Sofía ya estaba de mal humor, y su respuesta a Adrián fue igual de afilada.
La expresión de Adrián se ensombreció al instante.
—¿Tienes que estar a la defensiva cada vez que nos vemos?
En realidad, él quería preguntar a Sofía cómo estaba, pero al verla herida de nuevo, sintió una extraña incomodidad y sus palabras salieron con un tono diferente.
—Señora, el señor estaba muy preocupado por usted. En cuanto supo que estaba en el hospital, salió de una reunión sin terminarla…
Javier, al ver la tensión, se apresuró a explicar en nombre de Adrián.
Antes no podía asegurarlo, pero ahora Adrián realmente se preocupaba por Sofía.
Solo que no entendía por qué Sofía no lo apreciaba.
—¿Salió de una reunión sin terminarla? Parece que le preocupa mucho que nuestra hija esté conmigo. ¿Con Isabella Vega sí que está segura, entonces?
Sofía lanzó una mirada gélida a Adrián. Ver su mala cara mejoró su propio humor. Antes de terminar, no olvidó advertir a Javier:
—Javier, ya te lo he dicho, no me llames señora. No lo soy.
—Señora… digo, Sra. Navarro, esto…
Javier no esperaba que sus palabras empeoraran la situación. Quiso explicar algo más, pero la mirada asesina de Adrián lo hizo callar.
Valentina también notó la tensión entre sus padres y se abrazó a Adrián.
—Papá, mamá se lastimó por salvar a alguien. Fue muy, muy valiente, me protegió…
Adrián no dijo nada, solo miró a Sofía, que se preparaba para irse.
—¿A dónde vas?
Sofía se dirigió solo a Valentina.
—Mamá se va ya. Vete a casa y descansa pronto. Mamá vendrá a verte otro día.
—¿No dijiste que volverías a casa conmigo?
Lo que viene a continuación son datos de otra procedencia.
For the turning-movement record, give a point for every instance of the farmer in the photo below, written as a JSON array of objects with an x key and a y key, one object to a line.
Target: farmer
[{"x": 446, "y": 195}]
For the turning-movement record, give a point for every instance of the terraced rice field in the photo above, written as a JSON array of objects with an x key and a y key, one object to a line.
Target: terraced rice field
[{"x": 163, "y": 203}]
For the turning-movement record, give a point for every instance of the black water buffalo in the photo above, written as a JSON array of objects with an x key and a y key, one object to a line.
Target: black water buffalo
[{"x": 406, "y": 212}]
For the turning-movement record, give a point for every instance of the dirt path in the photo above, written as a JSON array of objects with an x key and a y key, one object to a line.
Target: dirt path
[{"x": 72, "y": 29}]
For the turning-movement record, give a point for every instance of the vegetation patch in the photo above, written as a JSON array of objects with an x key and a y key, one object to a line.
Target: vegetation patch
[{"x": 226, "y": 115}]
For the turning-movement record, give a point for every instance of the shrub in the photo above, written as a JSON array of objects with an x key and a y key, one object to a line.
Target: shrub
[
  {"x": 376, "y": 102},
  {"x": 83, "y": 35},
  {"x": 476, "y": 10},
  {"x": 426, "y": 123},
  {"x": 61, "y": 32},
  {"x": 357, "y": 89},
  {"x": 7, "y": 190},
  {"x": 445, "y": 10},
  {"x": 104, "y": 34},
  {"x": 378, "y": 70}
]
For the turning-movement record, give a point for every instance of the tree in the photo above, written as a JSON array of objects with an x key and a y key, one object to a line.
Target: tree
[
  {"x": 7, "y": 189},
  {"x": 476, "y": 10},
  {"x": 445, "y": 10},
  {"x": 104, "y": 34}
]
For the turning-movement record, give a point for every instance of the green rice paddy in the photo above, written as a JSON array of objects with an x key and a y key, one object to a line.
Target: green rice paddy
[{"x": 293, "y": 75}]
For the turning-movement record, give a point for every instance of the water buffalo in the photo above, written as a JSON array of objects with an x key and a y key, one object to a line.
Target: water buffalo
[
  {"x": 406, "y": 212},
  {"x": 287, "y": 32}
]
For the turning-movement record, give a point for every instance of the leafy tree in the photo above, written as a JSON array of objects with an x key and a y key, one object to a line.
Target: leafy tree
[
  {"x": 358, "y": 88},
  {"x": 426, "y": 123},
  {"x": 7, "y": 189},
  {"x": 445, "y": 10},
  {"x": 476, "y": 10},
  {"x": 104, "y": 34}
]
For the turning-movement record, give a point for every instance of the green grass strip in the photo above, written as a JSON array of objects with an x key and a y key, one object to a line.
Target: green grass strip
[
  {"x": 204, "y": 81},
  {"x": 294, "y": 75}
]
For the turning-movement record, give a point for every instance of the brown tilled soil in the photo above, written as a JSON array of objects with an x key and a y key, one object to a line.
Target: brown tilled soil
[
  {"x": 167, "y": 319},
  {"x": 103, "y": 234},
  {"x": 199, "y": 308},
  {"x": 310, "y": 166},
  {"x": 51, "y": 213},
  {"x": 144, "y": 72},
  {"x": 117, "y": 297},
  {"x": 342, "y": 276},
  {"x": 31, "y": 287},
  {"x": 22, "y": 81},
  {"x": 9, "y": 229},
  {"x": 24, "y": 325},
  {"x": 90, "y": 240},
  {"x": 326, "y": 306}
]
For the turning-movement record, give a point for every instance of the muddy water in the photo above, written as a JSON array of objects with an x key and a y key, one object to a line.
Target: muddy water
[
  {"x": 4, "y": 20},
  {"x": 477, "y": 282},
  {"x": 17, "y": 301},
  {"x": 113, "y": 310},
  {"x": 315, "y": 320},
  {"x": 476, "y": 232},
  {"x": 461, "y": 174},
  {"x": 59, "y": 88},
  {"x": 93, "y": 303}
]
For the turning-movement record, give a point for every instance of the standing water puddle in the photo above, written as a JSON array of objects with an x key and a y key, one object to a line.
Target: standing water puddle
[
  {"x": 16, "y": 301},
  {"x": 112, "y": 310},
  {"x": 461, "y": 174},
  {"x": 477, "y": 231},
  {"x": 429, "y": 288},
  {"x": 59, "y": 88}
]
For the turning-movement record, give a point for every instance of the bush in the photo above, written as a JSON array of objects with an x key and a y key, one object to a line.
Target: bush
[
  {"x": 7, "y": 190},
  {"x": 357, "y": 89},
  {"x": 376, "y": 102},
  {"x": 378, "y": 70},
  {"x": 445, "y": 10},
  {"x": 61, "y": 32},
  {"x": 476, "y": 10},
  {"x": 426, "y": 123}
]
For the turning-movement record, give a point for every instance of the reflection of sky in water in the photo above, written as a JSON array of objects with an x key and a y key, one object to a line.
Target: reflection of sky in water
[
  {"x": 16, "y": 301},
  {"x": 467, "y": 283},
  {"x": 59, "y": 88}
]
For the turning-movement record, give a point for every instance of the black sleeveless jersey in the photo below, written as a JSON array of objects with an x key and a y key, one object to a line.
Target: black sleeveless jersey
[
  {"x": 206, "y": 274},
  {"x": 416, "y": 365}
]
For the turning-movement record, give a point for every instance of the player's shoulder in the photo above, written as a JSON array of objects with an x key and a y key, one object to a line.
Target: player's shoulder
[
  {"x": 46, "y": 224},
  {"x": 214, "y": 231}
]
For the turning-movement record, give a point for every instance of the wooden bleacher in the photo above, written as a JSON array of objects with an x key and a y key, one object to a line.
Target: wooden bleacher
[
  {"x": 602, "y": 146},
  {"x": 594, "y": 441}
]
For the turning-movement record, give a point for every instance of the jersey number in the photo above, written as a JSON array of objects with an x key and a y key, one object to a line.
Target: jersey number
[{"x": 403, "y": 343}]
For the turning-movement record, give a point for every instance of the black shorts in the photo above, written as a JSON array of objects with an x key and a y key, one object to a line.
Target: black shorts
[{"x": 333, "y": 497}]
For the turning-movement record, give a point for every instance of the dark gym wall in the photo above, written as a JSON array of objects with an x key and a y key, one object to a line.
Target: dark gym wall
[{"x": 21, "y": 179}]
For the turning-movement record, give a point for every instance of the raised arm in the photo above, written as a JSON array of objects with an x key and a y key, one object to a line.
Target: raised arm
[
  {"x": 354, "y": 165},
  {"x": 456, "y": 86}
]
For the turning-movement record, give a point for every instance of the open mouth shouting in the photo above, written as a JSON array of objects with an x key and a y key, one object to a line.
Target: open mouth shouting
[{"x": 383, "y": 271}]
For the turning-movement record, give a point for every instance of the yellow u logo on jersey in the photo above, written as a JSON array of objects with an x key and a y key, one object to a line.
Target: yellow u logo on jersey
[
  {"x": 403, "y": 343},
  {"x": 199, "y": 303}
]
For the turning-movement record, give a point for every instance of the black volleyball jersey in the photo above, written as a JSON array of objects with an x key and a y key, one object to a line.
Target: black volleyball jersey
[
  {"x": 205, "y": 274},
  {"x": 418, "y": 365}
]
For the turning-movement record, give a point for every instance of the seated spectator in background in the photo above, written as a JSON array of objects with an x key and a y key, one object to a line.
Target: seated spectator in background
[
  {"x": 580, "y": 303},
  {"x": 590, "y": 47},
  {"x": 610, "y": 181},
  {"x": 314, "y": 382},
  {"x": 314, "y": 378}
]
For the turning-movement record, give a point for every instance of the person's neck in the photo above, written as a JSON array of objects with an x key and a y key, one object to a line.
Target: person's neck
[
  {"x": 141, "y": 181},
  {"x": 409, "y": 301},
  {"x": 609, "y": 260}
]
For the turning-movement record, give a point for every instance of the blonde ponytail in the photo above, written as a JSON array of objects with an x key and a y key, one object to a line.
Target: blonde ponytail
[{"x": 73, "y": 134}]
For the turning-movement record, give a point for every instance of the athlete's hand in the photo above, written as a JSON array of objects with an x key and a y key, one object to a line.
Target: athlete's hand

No quiero que te vayas, mamá…
Valentina, temiendo que si Sofía se iba no volvería en muchos días, se aferró a su mano sin soltarla.
—Si de verdad quieres estar con mamá, puedes pensar en lo que te dije antes.
Sofía, conteniendo su pena, apartó la mano de Valentina.
Esta vez, por mucho que Valentina llorara y suplicara, no pudo detener a Sofía. Solo pudo volverse hacia Adrián.
—¡Papá, ve a buscar a mamá! ¡Me había prometido que volvería a casa…!
—…
Mirando el rostro desamparado de su hija, el corazón de Adrián se llenó de una mezcla de sentimientos.
Nunca pensó que algún día tendría que doblegarse ante nadie, y mucho menos ante Sofía.
Y a pesar de todo, ella prefería renunciar a su propia hija antes que estar cerca de él.
Las promesas de entrega y amor que una vez le profesó ahora sonaban aún más ridículas.
Adrián, pensando en esto, no pudo evitar soltar una risa amarga.
—Señor, si quiere, voy a buscar a la señora y le pido que vuelva…
Javier, observando la expresión de Adrián, se adelantó a hablar.